I haven't followed all the post-Troxel cases from the state courts, but my sense is that most of them have generally held that a parent has a constitutional right to deny grandparents visitation, at least unless there's a showing that lack of visitation will substantially "harm" the child (and not just be against the child's "best interests"). The South Carolina Supreme Court, however, has just taken a different view (Marquez v. Caudill, decided Jan. 22), in cases where the grandparents are the parents of a deceased parent. The court held that the father (technically, the stepfather, but the court said that he was properly treated as the father) was a fit parent. And it held, citing an earlier South Carolina case that relied on Troxel v. Granville, "Before visitation may be awarded over a parents objection, one of two evidentiary hurdles must be met: the parent must be shown to be unfit by clear and convincing evidence, or there must be evidence of compelling circumstances to overcome the presumption that the parental decision is in the child's best interest."

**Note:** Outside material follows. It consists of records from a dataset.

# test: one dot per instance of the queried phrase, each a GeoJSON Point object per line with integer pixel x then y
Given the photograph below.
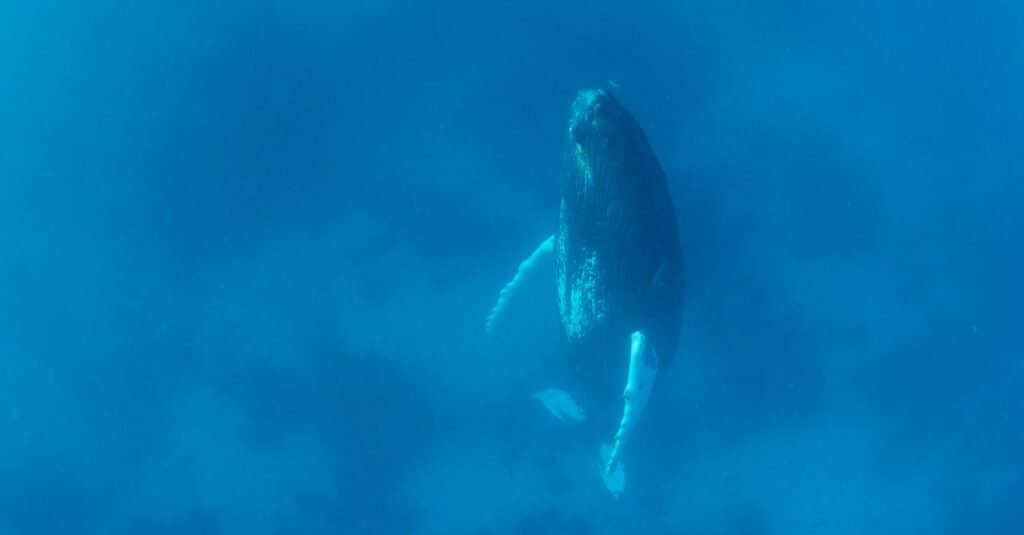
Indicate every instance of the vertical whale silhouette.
{"type": "Point", "coordinates": [619, 269]}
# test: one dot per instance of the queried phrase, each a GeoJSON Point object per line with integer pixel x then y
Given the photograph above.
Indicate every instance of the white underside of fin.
{"type": "Point", "coordinates": [614, 479]}
{"type": "Point", "coordinates": [559, 404]}
{"type": "Point", "coordinates": [525, 268]}
{"type": "Point", "coordinates": [642, 370]}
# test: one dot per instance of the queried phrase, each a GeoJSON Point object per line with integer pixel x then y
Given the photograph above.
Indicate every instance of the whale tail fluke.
{"type": "Point", "coordinates": [560, 404]}
{"type": "Point", "coordinates": [526, 268]}
{"type": "Point", "coordinates": [612, 474]}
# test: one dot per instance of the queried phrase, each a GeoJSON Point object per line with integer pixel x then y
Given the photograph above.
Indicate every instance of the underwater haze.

But in then went on to say:
We hold that a biological parent's death and an attempt to maintain ties with that deceased parent's family may be compelling circumstances justifying ordering visitation over a fit parent's objection. We find visitation here is in the children's best interest to further the relationship between the children and the mother's family. We further find the visitation ordered by the family court would not excessively interfere in Stepfathers relationship with the children. Therefore, the family court did not err by awarding Grandmother visitation.
A pretty substantial limit on parental rights, it seems to me. Perhaps it's justifiable; while I on balance favor parental rights, both the libertarian and the constitutional case for strong judicial protection of parental rights is complicated and, in my view, far from open-and-shut. But right or wrong, it seems quite noteworthy.